Ah, I was lying when I stated that my only concern is the Koreans’ views of us. I was also concerned about how we are going to bridge the language barriers. However, in the instances I have cited above, I was able to dispel two of my prejudices. Koreans, like Filipinos, are very warmhearted and hospitable. But there was something more important, more profound, that I have learned. Kindness is the world’s universal language; it bridges all kinds of gaps.
A Treasure Trove of Memories
To say that South Korea is wonderful and amazing is an understatement. It is one of the most idyllic places I have ever been to. An adventure is in store everyday, wherever you are, may it be in Seoul, in Sokcho, in Busan, or in Gyeongju. I can’t keep myself from snapping one picture after another. The landscapes, the autumn foliage, the historical landmarks all converge to form a visual feast.
More importantly, everywhere we went, there was a story, a history that has fascinated and enlightened us. Every where we went was a learning experience. Every day was a chance to create wonderful memories. And that, we did. But it wasn’t all about the memories. Through this trip, I got to grow and mature, even just for a bit. Each travel, after all, is an opportunity to learn about a place’s culture and history but more importantly, it is a chance to learn more about one’s self.
There is more to South Korea beyond the Korean dramas, the KPop culture, and the KPop idols. It is a beautiful and amazing country that is worth one’s time. This trip and this experience will forever stay in my heart; I will cherish it. Kamsahamnida, South Korea! Saranghae! I love everything about you!
P.S. A Healing Trip
This is something that I have admitted to only one friend.

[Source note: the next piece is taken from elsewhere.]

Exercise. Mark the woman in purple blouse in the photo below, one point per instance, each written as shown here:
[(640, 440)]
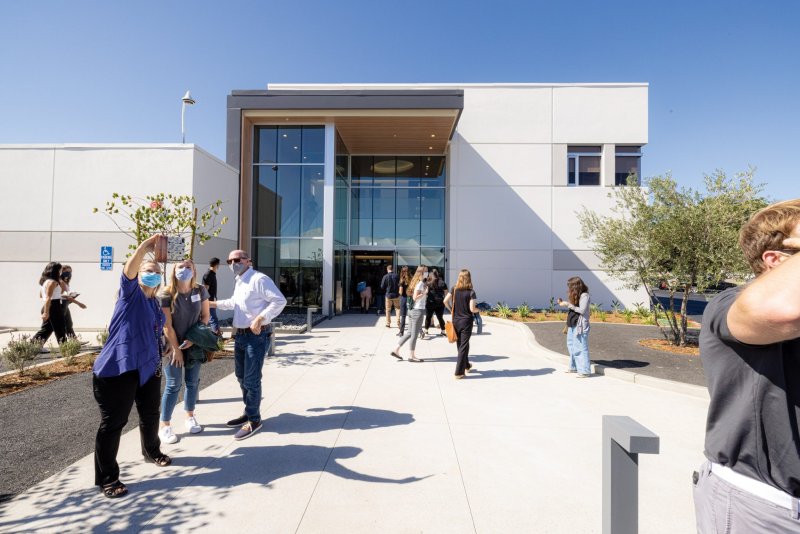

It was late in June, as the days were approaching my birthday that I can began feeling it, that familiar sense of foreboding and emptiness. I suited up for it, distracting my mind so that it won’t trudge that dark, cold alley. I willed myself but I knew that try as I might, I will inevitably walk towards it. In spite of my best preparations, I still fell into the crevice. My motivation was running so low that even getting up to greet the day was a challenge. Unlike the previous encounters with my personal monsters, this was milder but lasted longer and was a recurring theme for nearly three months. It was usually shorter.
I kept on struggling against myself. There were times I questioned myself, is it all worth it. I struggled coping with everything around me because my vision blurred. In time, I was able to pick up the pieces; as always, I survived. I was already on my way towards recovery before our trip. However, it was this South Korea trip that provided me that break that I never thought I badly needed. In ways more than one, my South Korea adventure is more than just about the adventures and the memories, it is more of a healing trip for me. And that is why South Korea is one of my favorite places.